Ziulkoski - Extraordinária. O ISS é um tributo de competência municipal, e normalmente, para a cobrança, tem duas situações: ou é no fato gerador, quando ocorre em si o serviço, ou no local da empresa. Normalmente, é no local da empresa. Essa mudança, que muda da origem para o destino, introduz outra possibilidade que vai incidir no domicílio do tomador, onde ele mora. É uma inovação, que vem no sentido de fazer uma redistribuição entre os municípios, pois não é um tributo nem do estado, nem da União. Isso hoje está concentrado em uns quatro municípios, e agora todos vão receber de alguma forma nessas operações, tanto de cartão como leasing e plano de saúde. Até então estava havendo uma disputa de alíquota, que varia de 2% a 5%, e o código tributário municipal define quanto é. Como tinha essa guerra fiscal, alguns chegavam a dar diminuição da base de cálculo a menos de 2%. Não podia, mas davam. A impressão que tenho é que todos vão trabalhar com o teto. Como fica: se sou de um município e compro um trator, por exemplo, em outro município, dou meu o endereço, e o ISS tem que ser pago na prefeitura onde moro.
JC - Isso para o leasing.
Ziulkoski - Isso. Já o cartão de crédito é onde está passando, onde aparece depois no extrato do cartão dizendo o dia e a hora, e é lá que vai ser pago o ISS. Lógico que vai ter que ter uma fase de adaptação, os municípios vão ter que fazer alguns procedimentos de como vão fiscalizar essas maquininhas, ou programas baixados no celular que transferem direto da tua conta para a conta do estabelecimento. E assim é com os planos de saúde. A pessoa mora em um município, é filiada a um plano, e vai ser pago o ISS no endereço informado ao contratar o plano.
JC - Qual o impacto financeiro para os municípios?
Ziulkoski - Há uma estimativa em torno de R$ 6 bilhões a R$ 7 bilhões em todo o Brasil, no início, e se pegar isso como base de movimentação econômica, pelo PIB (Produto Interno Bruto) no Rio Grande do Sul, os municípios teriam em torno de R$ 350 milhões a R$ 400 milhões de redistribuição e aumento no tributo.
JC - Quando começaria a sentir essa repercussão?
Ziulkoski - Como é praticamente uma revolução, vai demandar tempo para que haja plenitude na aplicação. Normalmente, tem 90 dias de prazo para o contribuinte e o município se adequarem. Mas a lei já existe e, em tese, já tem que ser pago. Não podemos esquecer que 22% de tudo que se aumenta de arrecadação no município acaba na saúde, 30% na educação. Acredito que isso vai se aprofundar, no decorrer dos anos, em outros tributos, como o ICMS, que também é concentrado e tem que se desconcentrar.

Perfil

Entrevista especial com Paulo Ziulkoski, presidente da Confederação Nacional dos Municípios.

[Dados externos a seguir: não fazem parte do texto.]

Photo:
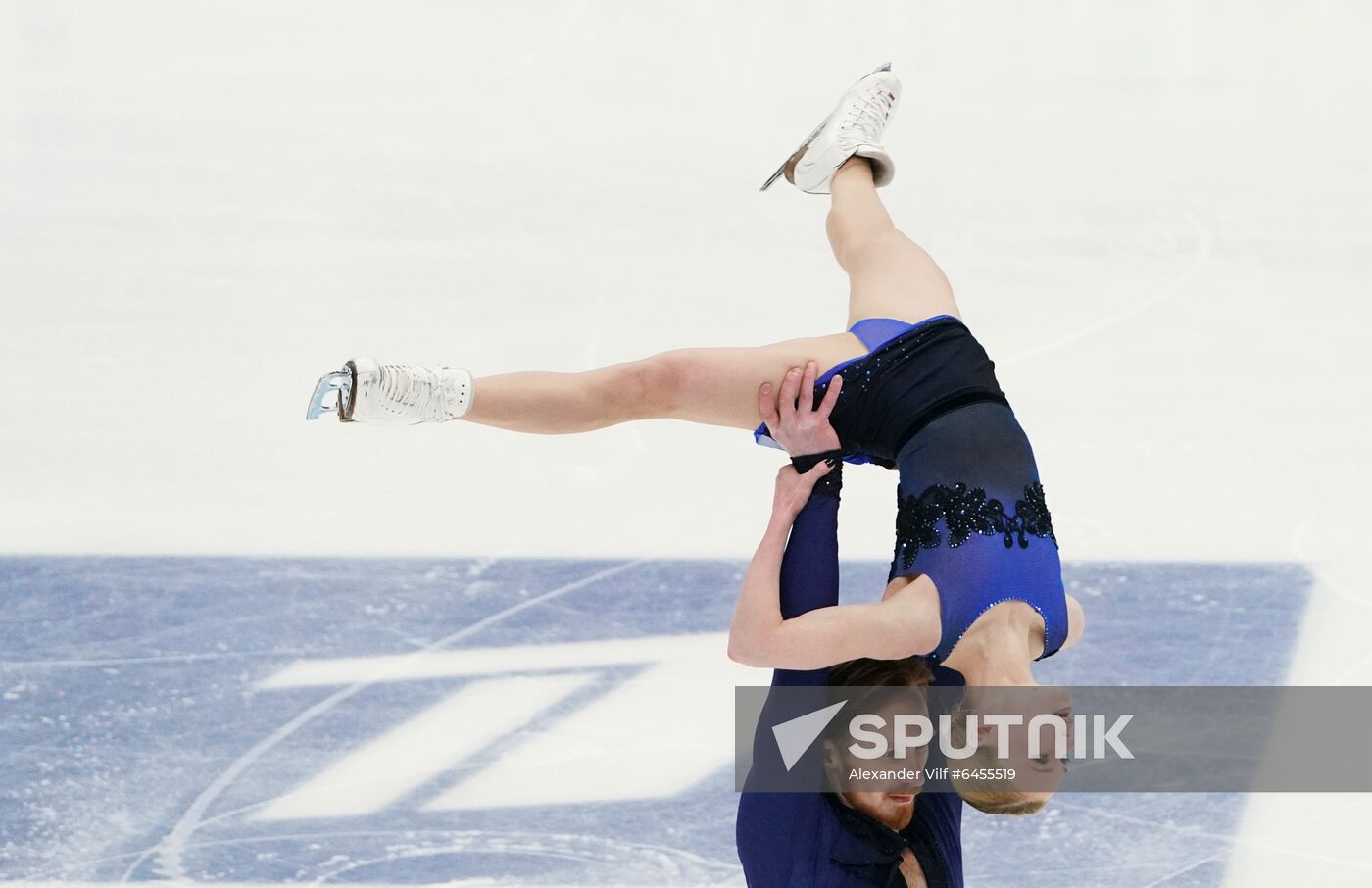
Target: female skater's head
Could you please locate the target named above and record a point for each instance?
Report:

Entrevista especial com Paulo Ziulkoski, presidente da Confederação Nacional dos Municípios.


MARCO QUINTANA/JC/MARCO QUINTANA/JC
Paulo Ziulkoski é advogado e presidente da Confederação Nacional dos Municípios (CNM). Foi prefeito de Mariana Pimentel (RS) entre 1993 e 1996 e entre 2001 e 2004. No âmbito da representação municipalista, atuou em outras entidades, ocupando a presidência da Federação das Associações dos Municípios do Rio Grande do Sul (Famurs), em 1996-1997 e 2002-2003, e a vice-presidência da Federação Latino-americana de Cidades, Municípios e Associações de Governos Locais. Foi membro fundador do Fórum de Governança Local de Índia, Brasil e África do Sul, e é membro do Unacla, sigla em inglês de comitê sugestivo de autoridades locais para as Nações Unidas. Seu ingresso na vida pública aconteceu na presidência do setor jovem estadual gaúcho do antigo Movimento Democrático Brasileiro (MDB), ainda no período da ditadura militar. Na mesma época, assumiu a presidência nacional do setor jovem, na qual desenvolveu liderança política voltada para o movimento municipalista. É filiado ao PMDB.